Phase 1-2a clinical study — LIPAC Oncology

LiPax is a proprietary neoliposomal intracavitary drug delivery platform designed to enhance the therapeutic index of paclitaxel. The delivery platform results in enhanced paclitaxel drug loading, while minimizing systemic exposure resulting in significantly lower toxicity and chemo-related side effects
LIPAC announced the successful completion of a Phase 1-2a clinical trial designed to predict long-term recurrence free survival rates (RFS) in patients with low-grade, highly recurrent NMIBC treated with LiPax.
LiPax demonstrated excellent safety with no systemic exposure of paclitaxel and no grade 3 or 4 toxicity and impressive clinical efficacy.
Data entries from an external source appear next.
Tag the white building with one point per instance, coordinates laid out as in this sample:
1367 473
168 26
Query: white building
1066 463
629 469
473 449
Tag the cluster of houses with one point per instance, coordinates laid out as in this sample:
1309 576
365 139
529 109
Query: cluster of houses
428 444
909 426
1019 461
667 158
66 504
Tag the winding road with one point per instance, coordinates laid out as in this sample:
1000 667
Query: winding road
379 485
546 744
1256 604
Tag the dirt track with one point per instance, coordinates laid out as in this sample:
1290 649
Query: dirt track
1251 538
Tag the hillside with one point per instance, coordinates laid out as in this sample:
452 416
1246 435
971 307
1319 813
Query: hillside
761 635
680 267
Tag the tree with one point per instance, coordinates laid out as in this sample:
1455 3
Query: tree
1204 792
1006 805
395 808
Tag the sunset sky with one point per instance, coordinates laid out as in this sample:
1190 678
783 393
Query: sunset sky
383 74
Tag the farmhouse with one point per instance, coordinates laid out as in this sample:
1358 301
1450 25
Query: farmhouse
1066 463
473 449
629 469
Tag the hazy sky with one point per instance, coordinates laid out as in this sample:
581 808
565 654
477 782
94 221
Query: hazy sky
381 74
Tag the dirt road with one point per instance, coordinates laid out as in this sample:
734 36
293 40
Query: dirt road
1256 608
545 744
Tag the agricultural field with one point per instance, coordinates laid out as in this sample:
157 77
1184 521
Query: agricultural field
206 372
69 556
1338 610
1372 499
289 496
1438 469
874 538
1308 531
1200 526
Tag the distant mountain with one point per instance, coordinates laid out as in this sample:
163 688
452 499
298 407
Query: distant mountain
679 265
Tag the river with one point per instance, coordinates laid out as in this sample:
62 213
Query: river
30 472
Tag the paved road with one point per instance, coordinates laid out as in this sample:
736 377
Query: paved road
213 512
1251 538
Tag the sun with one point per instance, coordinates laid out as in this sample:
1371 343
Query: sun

Study results demonstrate a 2-year recurrence free survival rate (RFS) of 83% compared to 49% for current standard of care (SOC) therapies. LiPax also demonstrated a 63 percent marker lesion responder rate (MLRR) in patients treated with LiPax alone, compared to 35% for current SOC therapies.
Persistence of paclitaxel (the active ingredient of LiPax) above therapeutic levels was demonstrated up to 48 hours following intravesical instillation.
In the clinical study, LiPax was well tolerated, with no significant adverse events and patients’ urinary health related quality of life was maintained before, during and after instillation of LiPax, as measured by patient reported outcomes.